Monday, September 14, 2009

Great Leadership Involves Delegation

Be smart when delegating tasks
from our friends at The Apathy Myth: a Blog for America's College Student Leaders
By T.J. Sullivan

You're trying to be a proactive leader, and you delegate an important task. You ask one of your fellow officers to go to the Student Activities Office before Friday and fill out an important form to register your annual fundraising event. Without this form, you cannot reserve the one space on campus that will work for the event. This officer has done these forms a couple of times before, so you don't consider this a high risk delegation.

Fast forward to next Tuesday. You find out that not only did the officer fail to get the form in by Friday, he didn't fill the form out properly, didn't get a required signature, and now the space you desperately needed for the event has been snatched up by another group on campus.

Damn it. Another case of delegation gone wrong. If you had just done it yourself, everything would have been fine. As you shift into crisis mode, you swear that you're never going to delegate an important task to him or anyone else for the rest of your term.

As much as your advisor and guys like me urge you to delegate tasks, the truth is that sometimes it goes well, and sometimes it doesn't. Sometimes you delegate (or "hand over") something complex, and the person does an amazing job. Sometimes you delegate something seemingly minor, and it blows up in your face. It all contributes to that most destructive syndrome of student leadership: the "it's easier if I do it myself" syndrome. We all know that just leads to burnout, falling grades, failed relationships, and stress.

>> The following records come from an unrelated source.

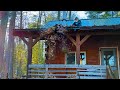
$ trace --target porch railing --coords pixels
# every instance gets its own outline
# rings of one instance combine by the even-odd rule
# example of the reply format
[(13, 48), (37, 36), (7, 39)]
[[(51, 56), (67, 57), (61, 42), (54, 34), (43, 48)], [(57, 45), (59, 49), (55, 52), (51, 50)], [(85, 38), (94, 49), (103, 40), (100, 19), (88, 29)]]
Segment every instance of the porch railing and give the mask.
[(28, 73), (28, 79), (106, 79), (106, 66), (31, 64)]

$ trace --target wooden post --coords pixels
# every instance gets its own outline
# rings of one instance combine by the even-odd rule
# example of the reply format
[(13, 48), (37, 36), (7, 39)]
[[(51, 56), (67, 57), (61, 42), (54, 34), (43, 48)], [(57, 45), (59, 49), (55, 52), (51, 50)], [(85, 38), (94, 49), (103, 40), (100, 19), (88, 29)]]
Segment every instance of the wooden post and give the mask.
[(82, 40), (80, 40), (80, 34), (76, 33), (76, 41), (68, 34), (66, 34), (67, 38), (76, 46), (76, 61), (77, 64), (80, 64), (80, 46), (91, 36), (86, 35)]
[(118, 79), (120, 79), (120, 66), (119, 66), (119, 48), (117, 47), (117, 70), (118, 70)]
[(76, 61), (80, 64), (80, 34), (76, 34)]
[(47, 79), (48, 78), (48, 65), (46, 65), (46, 67), (45, 67), (45, 79)]
[(32, 36), (30, 36), (28, 38), (28, 41), (24, 38), (24, 37), (20, 37), (24, 43), (27, 45), (28, 47), (28, 58), (27, 58), (27, 75), (26, 77), (29, 78), (30, 76), (28, 76), (28, 70), (29, 70), (29, 65), (32, 64), (32, 47), (40, 40), (40, 37), (36, 38), (35, 41), (33, 42), (33, 38)]
[(32, 37), (29, 37), (29, 42), (28, 42), (28, 61), (27, 61), (27, 78), (29, 78), (30, 76), (28, 76), (28, 70), (29, 70), (29, 64), (32, 63)]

Here are a few ideas that might (and I stress, might) lower your risk of delegation failure.

• Follow up a day or two later with the person, thank them for taking on the task, and ask him or her if they have any questions about the task. Use phrases like, "It's so great to have people like you I can count on."

• Only delegate to people who ask for something to do. Handing that form to a young, eager leader instead of your overworked and easily-distracted secretary might have yielded better results. Before you delegate, ask yourself, "Does this person stand to gain anything from doing this well?" If not, don't give the task to him or her.

• Ask for a confirmation, perhaps by text message, when the deadline is met. If you had asked your fellow officer to text you when the form was turned in Friday, and then you didn't receive one, you could have made a quick call to the Student Activities Office near the end of the day and scrambled, if necessary.

• Do the task with the person the first time. Don't assume that this member or fellow officer knows how to do the task. It might seem simple to you, but maybe it's intimidating to her. It's often best to do the task one time together, then trust the person to do it on her own the next time.

• Make sure the person understands why the task is important. If you had told the officer, "If we don't get this form correct and in by Friday, we might lose the ability to reserve the quad lawn, and someone else will probably grab it for that Saturday," the officer might have felt the urgency a bit more keenly. Let the person know that this is important, and she is more likely to treat it as important.

• Praise the person when he does the job right. It seems silly to celebrate someone for turning in a form, but if you want him to keep doing the job right, you need to give him some positive feedback. A public thank you at your next meeting wouldn't hurt.

• Reward work well done with more work. When someone has shown initiative and an ability to responsibly perform tasks, give that person increasingly important work to do. Let the person build on his or her success with increasing responsibility. People love it when they know you trust and depend on them. If you can build this over time, then you'll have several people that you can trust to do delegated tasks correctly and efficiently.

• Be cool if it doesn't go perfectly. If you had to run in on Friday afternoon and fix something on the form, don't overreact and chastise the person. Use it as a teachable moment and spend a little time with the other person so that the mistake can be avoided in the future. If you act like the world has ended because someone made a mistake, you're not being a good, nurturing leader. People make mistakes, and you'd be smart to worry less about punishing people than helping build their knowledge and abilities.

Delegation is an imperfect science, but you are more likely to be a happy leader if you do it thoughtfully. If you're doing everything yourself, you are not doing your job as a student leader correctly.